Maybe a few of you would like to join in or provide assistance. I’ll confess 
that I could use a project to get me a step closer to acceptance into a 
doctoral program. Furthermore, there’s a conference happening October 15-18 in 
Toronto: It’s the 8th Objective Measures Symposium on Auditory Implants. Their 
theme is ‘Unique people, unique measures, unique solutions’ reflecting a 
collective goal of providing the best hearing for persons needing an auditory 
prostheses (= cochlear and brainstem implants). Below are a few of my ideas 
(egad!) and thoughts:
I know I’ve said this more than once, but I’m not too keen on presenting 5-word 
sentences presented in a background of pink noise as an *objective* measure of 
cochlear implant (CI) efficacy. This is may be objective in telling us how well 
a person performs while seated in a surround of pink noise and listening to 
nonsensical sentences, but so what?
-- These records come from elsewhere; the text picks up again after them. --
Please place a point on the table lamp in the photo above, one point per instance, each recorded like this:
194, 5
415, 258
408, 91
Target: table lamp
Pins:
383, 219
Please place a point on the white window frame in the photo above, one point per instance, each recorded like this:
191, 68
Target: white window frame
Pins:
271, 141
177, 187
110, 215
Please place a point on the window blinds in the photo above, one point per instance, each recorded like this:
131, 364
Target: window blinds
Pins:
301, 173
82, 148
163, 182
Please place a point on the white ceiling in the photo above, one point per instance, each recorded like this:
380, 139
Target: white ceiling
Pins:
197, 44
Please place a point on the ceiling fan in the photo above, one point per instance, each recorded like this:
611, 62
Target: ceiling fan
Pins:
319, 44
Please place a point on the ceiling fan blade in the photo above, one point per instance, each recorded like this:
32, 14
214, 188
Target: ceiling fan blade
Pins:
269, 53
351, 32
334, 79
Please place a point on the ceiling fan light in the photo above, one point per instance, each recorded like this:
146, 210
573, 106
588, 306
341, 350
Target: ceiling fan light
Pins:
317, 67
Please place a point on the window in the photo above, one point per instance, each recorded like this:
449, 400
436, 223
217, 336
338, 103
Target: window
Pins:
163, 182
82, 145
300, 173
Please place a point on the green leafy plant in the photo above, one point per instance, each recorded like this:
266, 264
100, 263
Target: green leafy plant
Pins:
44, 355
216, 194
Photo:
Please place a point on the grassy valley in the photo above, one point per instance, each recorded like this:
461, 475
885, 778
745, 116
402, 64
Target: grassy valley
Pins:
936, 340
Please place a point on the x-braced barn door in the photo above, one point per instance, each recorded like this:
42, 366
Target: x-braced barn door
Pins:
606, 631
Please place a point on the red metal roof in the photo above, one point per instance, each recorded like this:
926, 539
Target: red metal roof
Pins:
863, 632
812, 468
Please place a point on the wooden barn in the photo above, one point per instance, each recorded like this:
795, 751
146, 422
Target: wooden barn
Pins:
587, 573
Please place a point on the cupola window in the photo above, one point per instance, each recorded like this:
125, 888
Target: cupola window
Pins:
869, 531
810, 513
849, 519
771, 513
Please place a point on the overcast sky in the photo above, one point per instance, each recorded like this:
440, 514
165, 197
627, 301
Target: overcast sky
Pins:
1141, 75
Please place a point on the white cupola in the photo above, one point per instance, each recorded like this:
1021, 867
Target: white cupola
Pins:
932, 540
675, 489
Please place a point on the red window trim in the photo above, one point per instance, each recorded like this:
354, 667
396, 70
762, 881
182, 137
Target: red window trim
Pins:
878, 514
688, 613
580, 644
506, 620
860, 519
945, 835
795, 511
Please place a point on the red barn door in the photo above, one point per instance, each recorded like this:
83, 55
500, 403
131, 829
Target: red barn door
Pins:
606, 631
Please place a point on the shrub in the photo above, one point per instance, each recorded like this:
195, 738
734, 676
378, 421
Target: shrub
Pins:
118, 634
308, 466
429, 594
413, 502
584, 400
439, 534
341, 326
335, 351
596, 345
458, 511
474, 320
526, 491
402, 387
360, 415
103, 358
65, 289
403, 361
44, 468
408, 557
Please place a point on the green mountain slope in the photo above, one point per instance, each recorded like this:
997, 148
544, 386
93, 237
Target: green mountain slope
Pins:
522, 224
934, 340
I’ve been hoping to present or propose a 
slightly *better* yardstick, even if there’s no past or standard reference to 
pit my data against. I had previously proposed adding video to complete the 
AzBio, IEEE, and SPIN sentences (currently used for speech audiometry), and I 
know of at least one doctoral student who has taken this to heart. What I now 
propose (with video) are sound-source identification tasks that can be 
*objectively* scored.
Simple sounds may not be readily identifiable by the hearing impaired. This 
isn’t new news, but how well stationary and mobile sounds can be identified by 
an implant wearer could be of value, particularly when designing implant 
algorithms. Imagine listening to several sounds through a 12-channel (max) 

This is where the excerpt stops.